A short sale is when a home is sold for less than the amount owed on the mortgage and the Bank has taken less than the full amount due on the balance. A seller may not have to be behind on a home loan to seek a short sale. If sellers wish to pursue a short sale, they must owe more than what the home is worth, demonstrate the house cannot be sold for the amount owed and suffer from an acceptable financial hardship that makes the mortgage payment unaffordable.
The first step in the short sale process is to assemble a short sale package. This package includes a financial statement showing monthly expenses, income documentation, bank statements, two years of tax returns, a listing agreement, purchase agreement, an estimated HUD statement and a financial hardship letter from the seller explaining their circumstances.

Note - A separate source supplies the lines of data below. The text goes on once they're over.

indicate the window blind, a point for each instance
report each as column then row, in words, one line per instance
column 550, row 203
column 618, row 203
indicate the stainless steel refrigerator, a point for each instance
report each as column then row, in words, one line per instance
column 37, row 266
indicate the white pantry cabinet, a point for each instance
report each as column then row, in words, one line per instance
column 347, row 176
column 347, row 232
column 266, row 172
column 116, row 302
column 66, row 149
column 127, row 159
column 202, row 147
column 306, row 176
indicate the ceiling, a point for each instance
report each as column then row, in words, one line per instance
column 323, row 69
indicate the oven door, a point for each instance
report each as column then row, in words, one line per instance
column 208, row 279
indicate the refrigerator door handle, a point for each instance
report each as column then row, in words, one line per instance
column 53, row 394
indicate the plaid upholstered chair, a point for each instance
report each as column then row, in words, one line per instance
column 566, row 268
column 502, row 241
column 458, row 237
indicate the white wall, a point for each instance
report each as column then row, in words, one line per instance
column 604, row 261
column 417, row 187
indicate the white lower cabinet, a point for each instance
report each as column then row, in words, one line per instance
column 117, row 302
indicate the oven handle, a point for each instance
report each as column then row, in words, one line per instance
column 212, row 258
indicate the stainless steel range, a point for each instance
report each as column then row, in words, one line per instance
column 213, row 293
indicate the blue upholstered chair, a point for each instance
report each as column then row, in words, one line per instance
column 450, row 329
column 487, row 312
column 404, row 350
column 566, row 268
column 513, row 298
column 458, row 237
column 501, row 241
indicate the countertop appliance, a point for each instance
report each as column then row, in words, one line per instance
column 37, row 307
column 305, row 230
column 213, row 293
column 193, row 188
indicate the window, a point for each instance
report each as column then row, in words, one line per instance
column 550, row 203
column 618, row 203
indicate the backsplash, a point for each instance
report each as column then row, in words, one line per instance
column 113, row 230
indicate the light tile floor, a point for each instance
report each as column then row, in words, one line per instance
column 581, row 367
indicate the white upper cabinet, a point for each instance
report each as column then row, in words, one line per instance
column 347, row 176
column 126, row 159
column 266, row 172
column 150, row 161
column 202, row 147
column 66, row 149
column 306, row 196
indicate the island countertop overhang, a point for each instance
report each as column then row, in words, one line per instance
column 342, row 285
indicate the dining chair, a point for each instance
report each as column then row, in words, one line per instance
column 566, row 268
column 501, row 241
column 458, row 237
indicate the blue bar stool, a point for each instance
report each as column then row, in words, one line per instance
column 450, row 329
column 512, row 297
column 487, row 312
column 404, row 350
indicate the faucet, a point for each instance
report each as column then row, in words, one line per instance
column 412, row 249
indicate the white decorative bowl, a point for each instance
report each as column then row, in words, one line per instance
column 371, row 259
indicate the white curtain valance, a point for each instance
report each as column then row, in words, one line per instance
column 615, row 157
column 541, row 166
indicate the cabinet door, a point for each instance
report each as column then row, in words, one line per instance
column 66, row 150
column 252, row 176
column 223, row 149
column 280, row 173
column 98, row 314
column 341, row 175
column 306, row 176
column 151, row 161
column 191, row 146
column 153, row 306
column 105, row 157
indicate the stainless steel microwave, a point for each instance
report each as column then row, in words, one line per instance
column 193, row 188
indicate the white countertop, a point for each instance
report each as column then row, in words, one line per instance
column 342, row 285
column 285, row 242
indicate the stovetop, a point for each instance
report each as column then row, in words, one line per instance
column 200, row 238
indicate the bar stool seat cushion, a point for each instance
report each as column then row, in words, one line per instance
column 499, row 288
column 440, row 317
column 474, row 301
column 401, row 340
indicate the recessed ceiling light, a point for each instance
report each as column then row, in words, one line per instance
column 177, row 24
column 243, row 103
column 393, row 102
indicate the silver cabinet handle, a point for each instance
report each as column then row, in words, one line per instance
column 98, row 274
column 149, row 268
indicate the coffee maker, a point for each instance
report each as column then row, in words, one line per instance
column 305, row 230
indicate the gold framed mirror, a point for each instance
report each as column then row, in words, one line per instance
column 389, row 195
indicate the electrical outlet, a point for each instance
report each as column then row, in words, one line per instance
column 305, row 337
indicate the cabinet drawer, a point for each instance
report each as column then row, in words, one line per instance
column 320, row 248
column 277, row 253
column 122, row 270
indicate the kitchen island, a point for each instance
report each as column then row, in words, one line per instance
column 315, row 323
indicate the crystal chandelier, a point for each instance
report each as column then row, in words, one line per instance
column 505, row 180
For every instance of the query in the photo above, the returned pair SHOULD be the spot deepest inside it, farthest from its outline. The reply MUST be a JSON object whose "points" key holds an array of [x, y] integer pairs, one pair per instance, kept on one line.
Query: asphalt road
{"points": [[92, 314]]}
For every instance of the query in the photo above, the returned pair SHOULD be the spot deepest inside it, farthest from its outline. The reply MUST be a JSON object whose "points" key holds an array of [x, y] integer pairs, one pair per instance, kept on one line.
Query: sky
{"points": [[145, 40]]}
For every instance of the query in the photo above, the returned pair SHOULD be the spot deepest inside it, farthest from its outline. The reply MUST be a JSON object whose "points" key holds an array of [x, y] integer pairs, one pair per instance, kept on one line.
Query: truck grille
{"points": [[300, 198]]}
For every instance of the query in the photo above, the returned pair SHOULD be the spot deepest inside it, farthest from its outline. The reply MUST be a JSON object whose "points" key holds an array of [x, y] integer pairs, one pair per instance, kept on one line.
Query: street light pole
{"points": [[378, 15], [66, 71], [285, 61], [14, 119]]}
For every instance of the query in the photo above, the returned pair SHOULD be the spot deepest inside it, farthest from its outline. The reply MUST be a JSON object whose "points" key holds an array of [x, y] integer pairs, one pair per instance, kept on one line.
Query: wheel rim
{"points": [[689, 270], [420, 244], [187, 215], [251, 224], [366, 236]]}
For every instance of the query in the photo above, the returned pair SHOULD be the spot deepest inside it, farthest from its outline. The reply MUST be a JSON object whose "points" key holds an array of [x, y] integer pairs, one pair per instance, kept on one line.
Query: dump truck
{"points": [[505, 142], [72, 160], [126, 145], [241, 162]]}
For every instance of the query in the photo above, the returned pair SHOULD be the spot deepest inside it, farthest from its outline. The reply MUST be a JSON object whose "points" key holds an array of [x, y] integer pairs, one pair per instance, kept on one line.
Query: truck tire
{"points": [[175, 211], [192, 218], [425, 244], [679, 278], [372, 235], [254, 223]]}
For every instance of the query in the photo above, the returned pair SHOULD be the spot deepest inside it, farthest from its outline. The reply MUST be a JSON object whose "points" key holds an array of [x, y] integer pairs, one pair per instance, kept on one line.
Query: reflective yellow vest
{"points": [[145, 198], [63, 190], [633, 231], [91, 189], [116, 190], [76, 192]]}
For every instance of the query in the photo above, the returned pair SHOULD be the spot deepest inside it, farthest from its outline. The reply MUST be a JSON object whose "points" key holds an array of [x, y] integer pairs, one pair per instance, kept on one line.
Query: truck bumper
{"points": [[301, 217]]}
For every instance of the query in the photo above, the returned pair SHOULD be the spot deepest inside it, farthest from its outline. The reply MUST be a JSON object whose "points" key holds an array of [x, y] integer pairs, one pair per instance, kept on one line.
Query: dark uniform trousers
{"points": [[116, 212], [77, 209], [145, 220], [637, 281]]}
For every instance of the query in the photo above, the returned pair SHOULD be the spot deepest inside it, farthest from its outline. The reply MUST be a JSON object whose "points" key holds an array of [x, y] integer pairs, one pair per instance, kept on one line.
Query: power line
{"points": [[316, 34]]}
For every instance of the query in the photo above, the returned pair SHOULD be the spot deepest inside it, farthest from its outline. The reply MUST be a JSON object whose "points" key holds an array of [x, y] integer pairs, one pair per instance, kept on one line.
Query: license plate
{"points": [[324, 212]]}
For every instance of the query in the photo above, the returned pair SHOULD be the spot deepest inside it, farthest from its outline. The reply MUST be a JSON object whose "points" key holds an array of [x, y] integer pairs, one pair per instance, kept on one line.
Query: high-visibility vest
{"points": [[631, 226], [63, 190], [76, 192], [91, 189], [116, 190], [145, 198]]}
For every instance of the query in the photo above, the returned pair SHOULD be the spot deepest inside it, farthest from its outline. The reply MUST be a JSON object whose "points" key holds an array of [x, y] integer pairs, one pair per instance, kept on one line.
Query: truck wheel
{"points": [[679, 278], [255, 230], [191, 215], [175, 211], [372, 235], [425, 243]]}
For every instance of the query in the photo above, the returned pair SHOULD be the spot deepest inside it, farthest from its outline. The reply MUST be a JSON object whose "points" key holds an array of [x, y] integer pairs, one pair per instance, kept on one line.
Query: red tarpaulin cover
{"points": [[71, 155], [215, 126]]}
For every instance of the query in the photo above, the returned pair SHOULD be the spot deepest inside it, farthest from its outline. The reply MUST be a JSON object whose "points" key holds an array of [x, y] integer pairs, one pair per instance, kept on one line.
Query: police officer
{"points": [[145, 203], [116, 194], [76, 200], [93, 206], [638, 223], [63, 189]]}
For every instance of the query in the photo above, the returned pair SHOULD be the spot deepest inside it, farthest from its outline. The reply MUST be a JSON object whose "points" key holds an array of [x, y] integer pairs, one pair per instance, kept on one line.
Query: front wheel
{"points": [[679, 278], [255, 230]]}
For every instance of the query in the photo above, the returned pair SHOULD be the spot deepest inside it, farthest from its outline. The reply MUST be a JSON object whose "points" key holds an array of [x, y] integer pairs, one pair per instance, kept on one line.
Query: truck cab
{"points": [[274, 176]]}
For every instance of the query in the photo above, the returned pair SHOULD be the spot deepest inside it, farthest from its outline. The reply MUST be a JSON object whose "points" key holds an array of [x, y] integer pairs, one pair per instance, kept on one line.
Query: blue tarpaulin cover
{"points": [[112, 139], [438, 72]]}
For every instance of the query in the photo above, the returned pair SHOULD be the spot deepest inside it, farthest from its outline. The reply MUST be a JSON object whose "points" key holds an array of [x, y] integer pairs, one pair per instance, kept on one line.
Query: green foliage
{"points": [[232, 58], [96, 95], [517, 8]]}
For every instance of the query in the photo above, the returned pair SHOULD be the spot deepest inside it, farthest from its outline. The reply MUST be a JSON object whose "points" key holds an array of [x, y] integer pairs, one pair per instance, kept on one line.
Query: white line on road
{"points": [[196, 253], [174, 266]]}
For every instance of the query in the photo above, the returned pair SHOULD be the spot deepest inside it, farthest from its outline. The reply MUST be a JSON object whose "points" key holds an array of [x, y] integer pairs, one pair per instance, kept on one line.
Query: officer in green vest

If the home is sold as a short sale, there will be a difference between the mortgage amount owed and what the bank collects. This is called the shortage or deficiency. Sometimes the deficiency may be negotiable. Some banks will seek a promissory note for the deficiency, meaning that the seller may be responsible to pay the difference between what the home sold for and what is owed to the lender. Some lenders might choose to file a collection or a judgment for the amount owed. The seller should be certain that any amount of debt, or release from debt, is received in writing. If the deficiency is forgiven, the lender can write off the shortage with the IRS, which means the seller may be responsible for paying taxes on the amount of the deficiency. However, the Mortgage Debt Relief Act of 2007 generally allows taxpayers the potential for relief from tax on mortgage debt forgiveness.
Challenges inherent in a traditional short sale often include unacceptable timeframes to list and complete the sale, and a relatively low rate of success in short sale approvals. There are currently no standardized forms used by lenders for traditional short sales, making it a challenge for Agents to navigate short sale paperwork. Lenders and servicers can also cut agent commissions.
A short sale will affect the seller’s credit score. To minimize the effect on their credit score, sellers should avoid making late payments on their mortgage when possible, and work with the bank to report the sale in the best possible manner. From a credit standpoint, a short sale is always a better alternative to foreclosure.